Burger King parent company Restaurant Brands International (RBI), announced plans to acquire Popeyes Louisiana Kitchen, the southern fried chicken chain for $1.8bn.
Ontario-based RBI was formed in 2014 when Burger King merged with the Canadian donut shop Tim Hortons.
It is majority-owned by 3G Capital, the Brazilian private equity firm, a big investor in Kraft Heinz, the US food giant which last week failed to merge with Unilever, the Anglo-Dutch consumer goods company.
RBI will pay $79 a share to buy Popeyes, which opened its first shop 45 years ago in New Orleans.

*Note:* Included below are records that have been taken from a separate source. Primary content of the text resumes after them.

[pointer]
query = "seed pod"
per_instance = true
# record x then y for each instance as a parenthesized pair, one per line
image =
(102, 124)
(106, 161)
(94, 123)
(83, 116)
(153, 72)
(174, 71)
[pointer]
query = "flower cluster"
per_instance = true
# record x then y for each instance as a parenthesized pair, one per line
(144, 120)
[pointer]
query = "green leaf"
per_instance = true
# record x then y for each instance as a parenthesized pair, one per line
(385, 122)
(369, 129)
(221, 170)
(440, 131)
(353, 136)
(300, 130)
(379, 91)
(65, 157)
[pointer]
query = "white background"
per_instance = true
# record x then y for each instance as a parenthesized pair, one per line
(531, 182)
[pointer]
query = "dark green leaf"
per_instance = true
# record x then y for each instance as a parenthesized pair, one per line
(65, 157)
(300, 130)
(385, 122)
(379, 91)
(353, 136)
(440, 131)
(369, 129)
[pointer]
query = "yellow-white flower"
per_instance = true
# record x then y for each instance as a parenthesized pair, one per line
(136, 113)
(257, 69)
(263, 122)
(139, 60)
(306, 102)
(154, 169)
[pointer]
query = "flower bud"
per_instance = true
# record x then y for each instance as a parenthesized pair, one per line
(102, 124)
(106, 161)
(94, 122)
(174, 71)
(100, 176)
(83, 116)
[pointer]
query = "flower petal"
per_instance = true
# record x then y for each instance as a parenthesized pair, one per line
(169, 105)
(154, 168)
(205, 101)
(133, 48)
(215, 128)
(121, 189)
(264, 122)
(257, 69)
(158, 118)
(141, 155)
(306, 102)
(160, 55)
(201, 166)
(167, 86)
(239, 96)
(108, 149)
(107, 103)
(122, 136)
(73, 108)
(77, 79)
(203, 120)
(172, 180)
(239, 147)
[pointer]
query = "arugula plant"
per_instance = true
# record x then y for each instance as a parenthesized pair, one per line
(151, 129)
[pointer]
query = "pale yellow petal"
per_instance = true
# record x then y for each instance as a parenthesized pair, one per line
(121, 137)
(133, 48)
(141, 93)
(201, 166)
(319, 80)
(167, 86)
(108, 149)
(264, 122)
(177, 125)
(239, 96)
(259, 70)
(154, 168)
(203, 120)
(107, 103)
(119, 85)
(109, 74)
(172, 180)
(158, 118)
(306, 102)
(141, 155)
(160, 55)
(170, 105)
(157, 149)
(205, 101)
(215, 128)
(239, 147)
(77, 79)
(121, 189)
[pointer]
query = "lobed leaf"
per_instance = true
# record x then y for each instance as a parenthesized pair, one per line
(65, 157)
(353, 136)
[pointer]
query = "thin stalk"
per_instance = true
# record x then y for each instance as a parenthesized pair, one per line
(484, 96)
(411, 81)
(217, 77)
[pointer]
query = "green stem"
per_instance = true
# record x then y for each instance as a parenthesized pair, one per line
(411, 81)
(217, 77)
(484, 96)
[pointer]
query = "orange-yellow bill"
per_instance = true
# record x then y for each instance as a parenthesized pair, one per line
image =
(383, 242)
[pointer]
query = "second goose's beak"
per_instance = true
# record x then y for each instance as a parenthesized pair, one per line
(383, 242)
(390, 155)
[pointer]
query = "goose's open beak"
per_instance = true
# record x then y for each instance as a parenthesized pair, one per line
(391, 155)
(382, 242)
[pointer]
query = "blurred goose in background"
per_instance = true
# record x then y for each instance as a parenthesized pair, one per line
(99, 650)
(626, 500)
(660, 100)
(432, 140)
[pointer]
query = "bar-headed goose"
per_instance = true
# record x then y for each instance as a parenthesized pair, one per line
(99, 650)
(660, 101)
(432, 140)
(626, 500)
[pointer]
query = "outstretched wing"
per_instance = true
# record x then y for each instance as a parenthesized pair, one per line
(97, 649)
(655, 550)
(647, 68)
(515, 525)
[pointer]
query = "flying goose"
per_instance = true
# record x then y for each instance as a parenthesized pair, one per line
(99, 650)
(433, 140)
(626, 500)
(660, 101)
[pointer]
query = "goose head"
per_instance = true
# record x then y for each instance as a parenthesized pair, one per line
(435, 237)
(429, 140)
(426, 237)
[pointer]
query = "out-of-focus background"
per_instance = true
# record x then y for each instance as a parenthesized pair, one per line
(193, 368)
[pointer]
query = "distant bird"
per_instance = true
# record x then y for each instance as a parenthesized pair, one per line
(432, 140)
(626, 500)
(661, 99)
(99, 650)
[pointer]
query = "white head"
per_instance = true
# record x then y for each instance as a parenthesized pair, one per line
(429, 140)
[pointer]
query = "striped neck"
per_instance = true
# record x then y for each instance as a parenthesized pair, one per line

The deal will be financed with cash and a loan from JPMorgan and Wells Fargo.
“With this transaction, RBI is adding a brand that has a distinctive position within a compelling segment and strong U.S. and international prospects for growth,” said Daniel Schwartz, RBI’s chief executive.
Popeyes, with 2,631 shops worldwide, boasts celebrity fans including the popstar Beyonce.
Fun Fact: Beyoncé has a Popeyes lifetime membership card, but is too embarrassed to use it. pic.twitter.com/5cyXkMjTVI
— Yoncé (@BestOfYonce) June 8, 2015
Popeye’s shares surged by almost 20 percent in pre-market trading to $78.69 a piece.
“RBI has observed our success and seen the opportunity for exceptional future unit growth in the U.S. and around the world. The result is a transaction that delivers immediate and certain value to the Popeyes shareholders,” said Cheryl Bachelder, chief cxecutive of Popeyes in a statement.
The transaction is expected to close by early April 2017.